[ntp:questions] Re: 4.2.1-RC

David Woolley david at djwhome.demon.co.uk
Sat Mar 25 00:24:20 UTC 2006


In article <slrne27vp4.5u2.kostecke at stasis.kostecke.net>,
Steve Kostecke <kostecke at ntp.isc.org> wrote:

> We are using a self-signed SSL certificate.

Which means that you have little more security than if you weren't using
one at all (note although SSL can negotiate no authentication, I don't
think that normal browsers or servers permit that - that's because an
unauthenticated connection is basically insecure!).

> Most people choose accept this certificate

Most people don't understand the purpose of certificates.  They think
they are used and needed for encryption, whereas encryption is perfectly
possible with a purely transient public key, but is vulnerable to a
man in the middle attack.  If they did understand them, they would be
cautious of using the many e-commerce sites whose certificates don't
match the business they think they are dealing with.  (One can probably
trust Worldpay to authenticate their merchants, but many certificates are
for unknown web hosting companies.)

Some will have made a conscious decision that either a man in the middle
attack isn't likely or that they don't think the site needs encryption.

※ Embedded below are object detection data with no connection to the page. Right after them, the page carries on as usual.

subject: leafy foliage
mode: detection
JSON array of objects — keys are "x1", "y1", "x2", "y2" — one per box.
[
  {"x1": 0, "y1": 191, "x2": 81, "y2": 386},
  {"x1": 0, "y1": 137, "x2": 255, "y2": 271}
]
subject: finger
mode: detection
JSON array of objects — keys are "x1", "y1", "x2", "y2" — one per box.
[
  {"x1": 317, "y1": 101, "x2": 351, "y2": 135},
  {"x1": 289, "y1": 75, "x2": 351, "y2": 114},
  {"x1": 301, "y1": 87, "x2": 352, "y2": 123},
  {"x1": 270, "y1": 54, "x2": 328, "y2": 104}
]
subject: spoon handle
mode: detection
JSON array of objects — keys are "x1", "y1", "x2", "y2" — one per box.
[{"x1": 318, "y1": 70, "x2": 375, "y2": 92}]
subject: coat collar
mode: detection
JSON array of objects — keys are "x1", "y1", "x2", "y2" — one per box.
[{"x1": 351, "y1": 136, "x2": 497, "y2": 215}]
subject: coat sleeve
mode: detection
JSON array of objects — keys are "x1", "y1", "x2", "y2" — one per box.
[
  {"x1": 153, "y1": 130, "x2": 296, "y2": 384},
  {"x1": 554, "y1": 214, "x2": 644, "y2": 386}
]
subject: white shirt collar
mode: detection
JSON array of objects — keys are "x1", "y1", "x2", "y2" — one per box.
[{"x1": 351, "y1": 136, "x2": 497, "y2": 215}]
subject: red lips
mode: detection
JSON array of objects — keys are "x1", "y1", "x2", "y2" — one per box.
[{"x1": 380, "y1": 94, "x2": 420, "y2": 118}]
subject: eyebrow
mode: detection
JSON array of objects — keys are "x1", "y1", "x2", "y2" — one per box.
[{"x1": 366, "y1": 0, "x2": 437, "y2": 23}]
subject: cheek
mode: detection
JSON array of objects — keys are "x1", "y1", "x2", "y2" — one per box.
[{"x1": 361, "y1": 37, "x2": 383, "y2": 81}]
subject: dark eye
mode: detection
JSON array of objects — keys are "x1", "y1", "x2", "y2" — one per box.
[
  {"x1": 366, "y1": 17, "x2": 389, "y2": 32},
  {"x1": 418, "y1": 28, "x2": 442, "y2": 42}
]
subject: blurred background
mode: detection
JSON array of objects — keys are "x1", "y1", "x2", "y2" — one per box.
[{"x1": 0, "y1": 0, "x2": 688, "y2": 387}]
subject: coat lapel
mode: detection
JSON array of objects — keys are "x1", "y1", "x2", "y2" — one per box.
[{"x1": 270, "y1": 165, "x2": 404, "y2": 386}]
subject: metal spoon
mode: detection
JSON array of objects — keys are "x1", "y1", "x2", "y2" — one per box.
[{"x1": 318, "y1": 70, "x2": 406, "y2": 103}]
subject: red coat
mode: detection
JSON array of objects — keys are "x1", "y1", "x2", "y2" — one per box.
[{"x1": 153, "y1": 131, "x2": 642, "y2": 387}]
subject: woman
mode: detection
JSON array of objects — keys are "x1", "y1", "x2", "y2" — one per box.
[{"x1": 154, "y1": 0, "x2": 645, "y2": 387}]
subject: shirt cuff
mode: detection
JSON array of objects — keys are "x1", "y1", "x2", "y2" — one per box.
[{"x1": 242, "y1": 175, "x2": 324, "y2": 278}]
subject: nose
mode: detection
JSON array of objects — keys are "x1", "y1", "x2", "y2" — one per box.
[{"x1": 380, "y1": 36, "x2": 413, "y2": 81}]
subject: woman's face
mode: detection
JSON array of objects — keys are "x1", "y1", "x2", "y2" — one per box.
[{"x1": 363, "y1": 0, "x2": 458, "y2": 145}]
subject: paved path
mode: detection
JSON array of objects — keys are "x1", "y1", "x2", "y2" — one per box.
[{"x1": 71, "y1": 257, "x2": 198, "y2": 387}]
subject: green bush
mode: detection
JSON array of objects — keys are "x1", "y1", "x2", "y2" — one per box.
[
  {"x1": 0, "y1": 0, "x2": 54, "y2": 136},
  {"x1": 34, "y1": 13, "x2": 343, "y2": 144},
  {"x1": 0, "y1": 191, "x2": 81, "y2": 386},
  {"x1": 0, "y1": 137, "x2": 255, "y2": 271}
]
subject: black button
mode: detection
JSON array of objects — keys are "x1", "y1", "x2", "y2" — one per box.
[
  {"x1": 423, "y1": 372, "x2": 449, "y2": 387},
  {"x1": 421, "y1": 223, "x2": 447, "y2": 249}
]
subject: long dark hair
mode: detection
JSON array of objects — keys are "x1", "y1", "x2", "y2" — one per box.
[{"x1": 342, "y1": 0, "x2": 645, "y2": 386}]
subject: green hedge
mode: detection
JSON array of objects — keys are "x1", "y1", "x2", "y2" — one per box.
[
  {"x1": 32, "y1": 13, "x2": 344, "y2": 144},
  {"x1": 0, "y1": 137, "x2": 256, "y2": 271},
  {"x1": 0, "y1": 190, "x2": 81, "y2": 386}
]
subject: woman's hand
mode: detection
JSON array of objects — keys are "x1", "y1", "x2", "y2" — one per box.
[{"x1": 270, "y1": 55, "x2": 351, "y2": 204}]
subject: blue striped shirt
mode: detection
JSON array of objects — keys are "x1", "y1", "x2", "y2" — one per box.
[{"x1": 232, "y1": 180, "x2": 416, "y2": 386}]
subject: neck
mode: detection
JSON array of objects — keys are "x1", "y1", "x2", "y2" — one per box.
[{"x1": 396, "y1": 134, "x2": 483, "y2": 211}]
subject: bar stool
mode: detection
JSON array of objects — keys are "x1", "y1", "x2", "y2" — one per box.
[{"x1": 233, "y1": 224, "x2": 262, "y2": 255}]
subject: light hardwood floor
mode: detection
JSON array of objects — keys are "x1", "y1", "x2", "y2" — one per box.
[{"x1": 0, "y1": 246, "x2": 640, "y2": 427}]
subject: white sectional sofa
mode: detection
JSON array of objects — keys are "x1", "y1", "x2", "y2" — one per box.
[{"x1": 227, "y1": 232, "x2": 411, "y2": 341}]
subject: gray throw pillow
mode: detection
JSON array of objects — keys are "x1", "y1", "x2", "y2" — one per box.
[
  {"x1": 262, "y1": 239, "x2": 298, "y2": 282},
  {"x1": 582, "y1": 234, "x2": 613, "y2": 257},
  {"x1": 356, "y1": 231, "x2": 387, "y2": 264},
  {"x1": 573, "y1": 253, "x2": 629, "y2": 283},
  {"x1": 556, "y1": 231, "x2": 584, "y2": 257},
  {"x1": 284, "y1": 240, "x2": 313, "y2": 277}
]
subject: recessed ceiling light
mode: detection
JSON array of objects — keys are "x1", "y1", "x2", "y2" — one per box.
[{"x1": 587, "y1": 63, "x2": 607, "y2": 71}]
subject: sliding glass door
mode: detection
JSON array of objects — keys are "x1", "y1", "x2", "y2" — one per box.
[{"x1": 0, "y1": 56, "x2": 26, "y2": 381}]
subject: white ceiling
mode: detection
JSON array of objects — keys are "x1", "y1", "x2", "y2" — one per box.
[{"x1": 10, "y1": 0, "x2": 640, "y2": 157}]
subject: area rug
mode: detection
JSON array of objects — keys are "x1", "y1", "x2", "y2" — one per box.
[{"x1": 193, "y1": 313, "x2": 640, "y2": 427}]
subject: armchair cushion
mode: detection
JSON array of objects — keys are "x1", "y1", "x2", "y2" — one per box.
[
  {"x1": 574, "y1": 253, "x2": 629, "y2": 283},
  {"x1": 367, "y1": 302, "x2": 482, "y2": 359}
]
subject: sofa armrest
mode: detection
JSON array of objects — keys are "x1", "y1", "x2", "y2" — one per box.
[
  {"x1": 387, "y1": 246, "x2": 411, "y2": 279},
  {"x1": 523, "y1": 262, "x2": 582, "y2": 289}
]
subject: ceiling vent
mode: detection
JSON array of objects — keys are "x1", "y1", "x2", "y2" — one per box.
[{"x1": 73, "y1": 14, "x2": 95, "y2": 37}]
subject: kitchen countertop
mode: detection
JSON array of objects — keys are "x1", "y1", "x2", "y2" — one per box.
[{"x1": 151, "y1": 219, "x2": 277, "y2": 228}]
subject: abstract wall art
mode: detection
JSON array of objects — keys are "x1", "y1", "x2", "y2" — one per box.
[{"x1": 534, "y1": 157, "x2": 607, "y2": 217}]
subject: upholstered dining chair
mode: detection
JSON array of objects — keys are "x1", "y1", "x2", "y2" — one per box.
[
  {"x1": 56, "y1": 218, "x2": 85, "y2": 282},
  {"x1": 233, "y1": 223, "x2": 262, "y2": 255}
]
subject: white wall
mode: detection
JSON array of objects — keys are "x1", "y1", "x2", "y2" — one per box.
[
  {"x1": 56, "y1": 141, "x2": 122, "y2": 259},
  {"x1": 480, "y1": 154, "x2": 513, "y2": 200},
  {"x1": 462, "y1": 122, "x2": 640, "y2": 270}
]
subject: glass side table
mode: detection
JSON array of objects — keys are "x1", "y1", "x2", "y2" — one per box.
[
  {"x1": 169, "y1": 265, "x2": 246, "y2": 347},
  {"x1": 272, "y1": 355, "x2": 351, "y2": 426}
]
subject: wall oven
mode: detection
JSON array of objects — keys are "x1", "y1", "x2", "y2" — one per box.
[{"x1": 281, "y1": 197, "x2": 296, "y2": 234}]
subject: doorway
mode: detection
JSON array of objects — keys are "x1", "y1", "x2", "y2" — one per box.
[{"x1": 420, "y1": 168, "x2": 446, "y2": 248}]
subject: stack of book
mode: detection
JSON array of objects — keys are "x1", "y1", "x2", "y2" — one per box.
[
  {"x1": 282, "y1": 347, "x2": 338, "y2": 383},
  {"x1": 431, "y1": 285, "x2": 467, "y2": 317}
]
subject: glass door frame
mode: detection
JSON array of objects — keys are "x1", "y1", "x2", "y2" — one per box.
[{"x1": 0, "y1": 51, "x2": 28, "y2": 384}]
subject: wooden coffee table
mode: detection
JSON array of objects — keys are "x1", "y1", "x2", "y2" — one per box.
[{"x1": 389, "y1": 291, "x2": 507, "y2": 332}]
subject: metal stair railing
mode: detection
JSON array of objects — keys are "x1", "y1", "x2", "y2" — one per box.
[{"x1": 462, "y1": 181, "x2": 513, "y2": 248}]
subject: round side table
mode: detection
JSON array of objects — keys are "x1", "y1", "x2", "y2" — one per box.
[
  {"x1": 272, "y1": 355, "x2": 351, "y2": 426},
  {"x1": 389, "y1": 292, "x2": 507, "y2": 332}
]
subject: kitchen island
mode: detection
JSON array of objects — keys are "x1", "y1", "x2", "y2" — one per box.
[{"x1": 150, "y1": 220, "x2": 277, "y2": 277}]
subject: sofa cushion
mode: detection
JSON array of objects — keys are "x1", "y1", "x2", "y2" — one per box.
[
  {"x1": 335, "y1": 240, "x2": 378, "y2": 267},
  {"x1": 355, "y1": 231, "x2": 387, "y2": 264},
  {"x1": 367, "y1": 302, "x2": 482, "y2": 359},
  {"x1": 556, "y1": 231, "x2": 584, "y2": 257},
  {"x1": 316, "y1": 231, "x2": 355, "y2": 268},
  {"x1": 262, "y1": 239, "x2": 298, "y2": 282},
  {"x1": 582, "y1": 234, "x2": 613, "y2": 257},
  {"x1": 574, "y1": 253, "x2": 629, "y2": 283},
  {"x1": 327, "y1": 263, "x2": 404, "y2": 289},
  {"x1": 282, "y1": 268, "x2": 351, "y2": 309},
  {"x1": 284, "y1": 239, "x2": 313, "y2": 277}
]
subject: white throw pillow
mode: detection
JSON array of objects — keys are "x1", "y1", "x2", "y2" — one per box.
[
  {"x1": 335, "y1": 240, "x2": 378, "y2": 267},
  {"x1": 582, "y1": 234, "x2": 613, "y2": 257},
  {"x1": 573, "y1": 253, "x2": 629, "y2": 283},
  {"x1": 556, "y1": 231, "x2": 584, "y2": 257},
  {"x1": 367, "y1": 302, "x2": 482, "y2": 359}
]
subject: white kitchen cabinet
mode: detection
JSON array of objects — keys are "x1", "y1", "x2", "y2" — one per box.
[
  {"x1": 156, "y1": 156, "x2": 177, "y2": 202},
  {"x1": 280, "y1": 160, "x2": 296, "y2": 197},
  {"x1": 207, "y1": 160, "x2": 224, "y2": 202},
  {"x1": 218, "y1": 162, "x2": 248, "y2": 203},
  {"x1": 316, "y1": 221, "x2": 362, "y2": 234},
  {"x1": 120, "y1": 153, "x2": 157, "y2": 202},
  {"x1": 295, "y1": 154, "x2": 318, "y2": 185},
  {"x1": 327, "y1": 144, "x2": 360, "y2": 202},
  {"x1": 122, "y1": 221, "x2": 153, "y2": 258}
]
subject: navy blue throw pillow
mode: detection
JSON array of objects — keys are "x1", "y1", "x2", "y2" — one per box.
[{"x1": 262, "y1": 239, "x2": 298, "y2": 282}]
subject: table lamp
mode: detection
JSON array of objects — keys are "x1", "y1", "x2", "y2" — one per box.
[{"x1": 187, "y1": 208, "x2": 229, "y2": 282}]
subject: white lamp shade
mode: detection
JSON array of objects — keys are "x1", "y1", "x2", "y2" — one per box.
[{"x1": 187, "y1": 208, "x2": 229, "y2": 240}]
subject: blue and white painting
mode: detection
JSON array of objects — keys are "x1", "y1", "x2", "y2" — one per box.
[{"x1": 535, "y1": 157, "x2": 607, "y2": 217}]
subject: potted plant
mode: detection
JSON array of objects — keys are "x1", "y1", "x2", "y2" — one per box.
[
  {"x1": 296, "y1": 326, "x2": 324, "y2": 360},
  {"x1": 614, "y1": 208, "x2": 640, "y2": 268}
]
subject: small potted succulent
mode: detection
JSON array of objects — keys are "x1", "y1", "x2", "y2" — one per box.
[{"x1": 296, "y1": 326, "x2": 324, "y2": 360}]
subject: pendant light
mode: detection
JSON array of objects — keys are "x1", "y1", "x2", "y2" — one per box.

Even fewer will have made that decision first time, then saved the
certificate, so that any man in the middle attack would have to be long
term for it not to become exposed.

>                                            (hopefully after examining
> it).

Anyone examining it should realise that, unless they take steps to
authenticate the certificate by other means (a notorised paper copy of
the fingerprint?), they could actually be talking to almost anyone.
You look at certificates to see if you trust the counter-signatory,
and to see if the subject name matches the organisation it purports to
belong to well enough that no-one except that organisation could have
convinced the counter-signatory to counter sign it.

The legitimate use of self signed certificates is where there is 
another means used to distribute the certificate to the client, e.g.
for Verisign, it comes with the browser, for a company's internal server,
it's placed on the PCs by the IT department, or for a software support
site, it came with the original software disk.